Ai WeiweiStudy of Perspective – Tiananmen, 1995-2010
C-print, 32,5 x 43,5 cm
© Ai Weiwei

The most impressive part of this exhibition is when one steps into a large room to be surrounded by dozens a large coloured prints called "Provisional Landscapes".  These cityscapes are in transition (Provisional) because of the Chinese government's scorch-earth policy towards its own past and present. In its myopic drive towards the future and modernization it is willing to destroy entire neighbourhoods, an easy thing to do when the state owns all of the land.

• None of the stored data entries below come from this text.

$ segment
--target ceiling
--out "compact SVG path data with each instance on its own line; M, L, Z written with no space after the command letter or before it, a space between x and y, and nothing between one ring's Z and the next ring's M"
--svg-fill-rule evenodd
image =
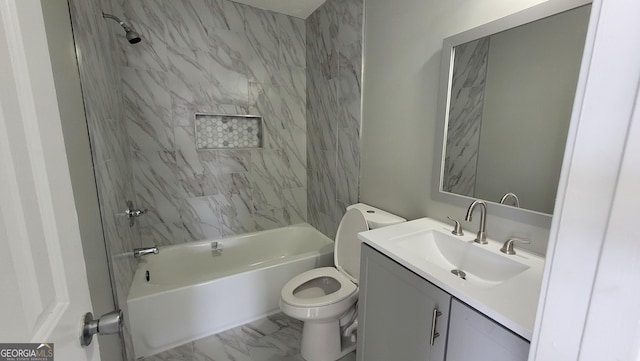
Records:
M306 19L325 0L233 0L237 3L247 4L263 10L271 10L277 13Z

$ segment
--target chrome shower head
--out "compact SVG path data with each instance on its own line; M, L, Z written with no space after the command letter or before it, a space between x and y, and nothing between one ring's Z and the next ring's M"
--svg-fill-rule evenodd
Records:
M140 34L133 30L127 31L127 34L125 36L127 37L127 40L129 40L130 44L137 44L142 41L142 38L140 38Z
M124 21L120 20L120 18L118 18L117 16L102 13L102 17L105 19L115 20L118 24L120 24L120 26L122 26L122 28L126 32L125 36L127 37L127 40L130 44L137 44L142 40L138 32L133 30L133 28L131 28L129 25L125 24Z

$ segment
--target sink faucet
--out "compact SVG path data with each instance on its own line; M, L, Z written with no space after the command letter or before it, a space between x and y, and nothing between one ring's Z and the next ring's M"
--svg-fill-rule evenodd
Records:
M473 240L476 243L487 244L487 204L484 201L476 199L469 205L469 209L467 209L467 215L464 217L464 220L467 222L471 222L471 214L476 209L476 206L480 206L480 228L478 229L478 235L476 239Z
M503 195L502 198L500 199L500 204L505 204L505 202L509 198L513 199L513 206L514 207L520 208L520 200L518 199L518 196L515 195L515 193L512 193L512 192L505 193L505 195Z
M158 250L158 246L146 247L146 248L134 248L133 257L140 258L148 254L158 254L158 253L160 253L160 251Z

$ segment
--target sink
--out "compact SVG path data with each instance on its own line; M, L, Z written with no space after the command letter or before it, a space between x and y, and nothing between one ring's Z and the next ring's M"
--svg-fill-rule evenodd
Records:
M530 340L544 258L520 248L506 255L500 252L502 241L487 238L488 243L480 245L473 242L475 232L454 236L451 229L450 224L424 217L362 232L358 238Z
M394 243L412 252L413 256L452 272L452 277L460 277L459 271L463 271L467 281L479 286L500 284L529 269L528 265L513 258L436 229L404 235Z

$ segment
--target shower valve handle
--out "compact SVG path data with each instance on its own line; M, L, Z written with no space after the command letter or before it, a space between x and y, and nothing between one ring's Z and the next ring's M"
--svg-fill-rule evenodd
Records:
M141 215L147 213L149 210L145 209L127 209L127 216L131 217L140 217Z
M147 208L144 209L135 209L133 208L133 202L127 201L127 209L124 211L124 214L129 218L129 227L133 227L136 222L136 218L141 215L147 213L149 210Z

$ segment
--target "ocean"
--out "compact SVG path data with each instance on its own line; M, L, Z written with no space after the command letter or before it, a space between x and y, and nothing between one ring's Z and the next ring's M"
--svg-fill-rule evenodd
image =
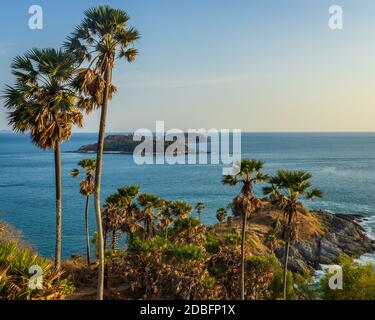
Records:
M70 170L94 155L71 153L95 143L96 134L74 134L62 145L63 257L85 253L84 198ZM266 161L265 171L304 169L324 198L306 203L338 213L366 216L375 236L375 133L243 133L242 157ZM104 156L102 199L117 188L137 184L143 192L166 199L204 202L204 223L215 223L216 210L238 192L223 186L221 165L144 165L131 155ZM52 257L55 246L54 162L51 151L35 147L28 135L0 134L0 220L21 230L39 253ZM259 195L260 188L257 190ZM91 234L95 229L93 201ZM366 257L365 257L366 258ZM371 256L367 258L372 258Z

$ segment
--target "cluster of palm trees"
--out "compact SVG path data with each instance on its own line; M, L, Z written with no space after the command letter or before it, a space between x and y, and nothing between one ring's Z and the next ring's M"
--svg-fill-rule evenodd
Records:
M257 183L268 182L263 188L263 194L269 196L271 203L284 214L282 224L276 231L285 242L284 266L283 266L283 297L287 299L287 272L290 243L296 240L298 214L305 214L301 200L313 200L322 197L322 192L314 188L310 182L312 175L303 170L289 171L279 170L275 176L269 176L262 170L264 161L247 159L242 160L240 170L235 176L224 176L223 184L235 186L241 185L241 192L233 199L231 208L234 214L241 216L241 275L240 290L241 300L245 299L245 243L246 224L252 213L261 207L262 201L254 192ZM219 209L220 210L220 209ZM219 212L218 212L219 214Z
M165 200L154 194L140 193L139 186L127 186L110 195L102 209L105 242L112 238L116 250L118 237L125 233L149 239L157 234L168 238L168 229L176 219L186 219L193 207L181 200ZM105 244L105 248L106 248Z
M73 126L83 125L83 112L101 109L93 189L99 246L98 299L103 299L104 290L100 186L108 103L116 92L112 72L117 60L136 59L134 44L140 38L128 21L126 12L109 6L87 10L63 49L32 49L14 59L11 69L16 80L6 87L3 96L14 131L30 132L38 147L54 150L57 270L61 266L62 237L60 145L70 138Z

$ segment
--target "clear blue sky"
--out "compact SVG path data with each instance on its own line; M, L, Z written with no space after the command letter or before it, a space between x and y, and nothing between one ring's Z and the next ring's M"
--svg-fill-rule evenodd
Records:
M28 8L44 29L28 28ZM3 0L0 86L9 64L32 47L58 47L98 4L122 8L142 34L138 60L118 63L109 131L239 128L244 131L373 131L373 0ZM344 30L328 28L328 7ZM86 119L96 131L98 115ZM0 111L0 129L5 129Z

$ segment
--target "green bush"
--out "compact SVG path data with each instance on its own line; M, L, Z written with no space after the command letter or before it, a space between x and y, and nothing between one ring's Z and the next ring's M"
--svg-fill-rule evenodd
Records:
M43 289L31 289L29 269L39 266L42 270ZM69 280L59 281L51 261L20 248L13 242L0 242L0 300L61 299L74 291Z
M282 300L283 299L283 269L280 267L276 270L274 273L272 283L270 286L270 299L271 300ZM288 271L287 274L287 299L288 300L297 300L298 295L296 293L296 290L294 288L294 279L292 272Z
M187 230L189 228L194 228L200 226L202 223L198 218L189 217L185 219L178 219L174 223L174 226L171 228L170 233L175 234L182 230Z
M212 232L206 232L205 248L209 253L217 253L220 249L221 241L217 235Z
M201 281L202 287L206 290L212 290L217 285L217 280L214 277L205 277Z
M279 262L274 254L262 255L262 256L252 256L246 259L246 264L248 268L256 271L265 270L279 270Z
M190 243L179 243L168 247L166 257L168 259L176 259L178 262L186 262L190 260L200 260L205 257L206 250Z
M238 233L225 233L224 240L226 244L236 245L241 243L241 235Z
M332 290L327 273L320 281L320 294L324 300L375 300L375 270L371 264L359 264L342 257L339 261L343 272L343 289Z
M129 239L128 252L134 254L152 254L161 248L165 248L168 243L168 240L161 236L155 236L149 239L142 239L140 236L135 236L131 240Z

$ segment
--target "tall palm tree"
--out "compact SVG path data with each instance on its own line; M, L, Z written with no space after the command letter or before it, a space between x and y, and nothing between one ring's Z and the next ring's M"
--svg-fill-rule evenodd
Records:
M223 224L227 216L228 216L227 209L225 208L217 209L216 219L219 221L219 223Z
M236 175L224 176L223 184L236 186L240 184L241 192L233 200L233 209L242 216L241 232L241 274L240 291L241 300L245 300L245 241L246 241L246 223L249 215L260 207L261 202L254 194L254 185L264 182L268 175L262 172L264 161L246 159L240 163L240 170Z
M301 199L313 200L322 197L323 193L312 187L312 175L303 170L279 170L270 179L270 186L263 188L270 195L272 203L284 213L284 224L281 228L281 238L285 241L283 296L287 298L287 272L290 243L297 238L297 220L299 213L306 213Z
M80 183L80 193L86 197L85 207L85 226L86 226L86 252L87 252L87 266L90 266L90 234L89 234L89 203L90 196L94 193L94 175L96 168L95 159L83 159L78 162L83 170L85 170L85 179ZM73 178L79 176L79 169L73 169L71 175Z
M203 210L204 208L206 208L206 206L204 205L204 203L202 202L198 202L196 205L195 205L195 210L197 210L198 212L198 217L199 217L199 220L202 221L202 214L203 214Z
M139 39L136 29L127 25L129 16L120 9L109 6L91 8L85 18L65 42L65 48L81 59L88 61L76 78L76 85L87 95L82 101L87 111L101 107L99 136L97 144L95 175L95 213L99 243L99 268L97 298L104 295L104 239L100 207L100 187L103 164L104 135L108 101L116 91L112 84L112 72L116 59L133 62L138 52L133 45Z
M16 132L30 132L41 149L53 149L56 185L55 268L61 264L62 188L60 144L69 139L72 126L82 126L77 95L71 80L77 61L62 50L32 49L12 63L15 85L7 86L5 107L8 122Z

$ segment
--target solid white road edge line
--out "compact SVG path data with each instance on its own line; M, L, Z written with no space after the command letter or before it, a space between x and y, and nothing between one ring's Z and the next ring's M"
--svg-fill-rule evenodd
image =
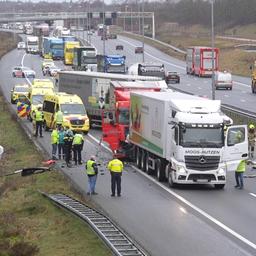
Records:
M256 195L255 194L253 194L253 193L249 193L251 196L254 196L254 197L256 197Z
M95 142L100 143L100 141L98 139L96 139L94 136L88 134L88 136L93 139ZM107 146L101 144L102 147L104 147L106 150L112 152ZM232 230L231 228L229 228L228 226L226 226L225 224L223 224L222 222L218 221L217 219L215 219L214 217L212 217L210 214L206 213L205 211L201 210L199 207L195 206L194 204L190 203L187 199L185 199L184 197L178 195L177 193L175 193L174 191L172 191L171 189L167 188L166 186L164 186L163 184L159 183L158 181L156 181L154 178L148 176L146 173L142 172L140 169L136 168L135 166L131 166L134 170L136 170L137 172L139 172L141 175L143 175L144 177L146 177L147 179L149 179L150 181L152 181L153 183L155 183L156 185L160 186L162 189L164 189L166 192L168 192L169 194L173 195L174 197L176 197L178 200L180 200L181 202L183 202L184 204L186 204L187 206L189 206L190 208L192 208L193 210L195 210L196 212L198 212L199 214L201 214L202 216L204 216L205 218L207 218L208 220L210 220L211 222L213 222L214 224L216 224L217 226L219 226L220 228L222 228L223 230L225 230L226 232L228 232L229 234L231 234L232 236L234 236L235 238L239 239L240 241L242 241L243 243L249 245L250 247L252 247L254 250L256 250L256 244L254 244L253 242L251 242L250 240L248 240L247 238L243 237L242 235L238 234L236 231ZM255 195L256 197L256 195Z
M119 39L119 40L120 40L120 41L123 41L123 42L125 42L125 43L127 43L127 44L129 44L129 45L131 45L131 46L133 46L133 47L136 47L136 46L137 46L137 45L135 45L135 44L133 44L133 43L130 43L129 41L126 41L126 40L124 40L124 39ZM150 57L152 57L152 58L154 58L154 59L156 59L156 60L159 60L159 61L161 61L161 62L164 62L164 63L166 63L166 64L168 64L168 65L174 66L174 67L179 68L179 69L182 69L182 70L186 70L186 69L185 69L184 67L182 67L182 66L175 65L175 64L172 64L172 63L170 63L170 62L168 62L168 61L165 61L165 60L162 60L162 59L160 59L160 58L157 58L157 57L155 57L155 56L149 54L149 53L146 52L146 51L145 51L145 53L146 53L148 56L150 56ZM246 87L249 87L249 86L250 86L250 85L248 85L248 84L240 83L240 82L237 82L237 81L234 81L234 83L239 84L239 85L243 85L243 86L246 86Z
M26 57L26 53L22 56L22 59L21 59L21 66L22 67L24 67L24 59L25 59L25 57ZM31 84L31 82L30 82L30 80L27 78L27 77L25 77L25 79L26 79L26 81L29 83L29 85L31 86L32 84Z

Ai WeiweiProvisional Landscapes, 2002-2008
Diptych, Inkjet-prints, each 66 x 84 cm
© Ai Weiwei

This disregard for the past is captured by Ai Weiwei's self-portrait triptych "Dropping a Han-Dynasty Urn":
Ai Weiwei
Dropping a Han-Dynasty Urn, 1995
Triptych, C-prints, each 150 x 166 cm

I must admit to a sense of unease as I walked around this exhibition yesterday with my family. Having soaked in the images, we had lunch in the museum's Restaurant George.  The children bought a few souvenirs of the day. It was a wonderful way to spend Ascension Thursday. The unease came from knowing that Ai Weiwei has not been able to enjoy this. It is an outrage that, instead, he languishes in an unknown prison in China.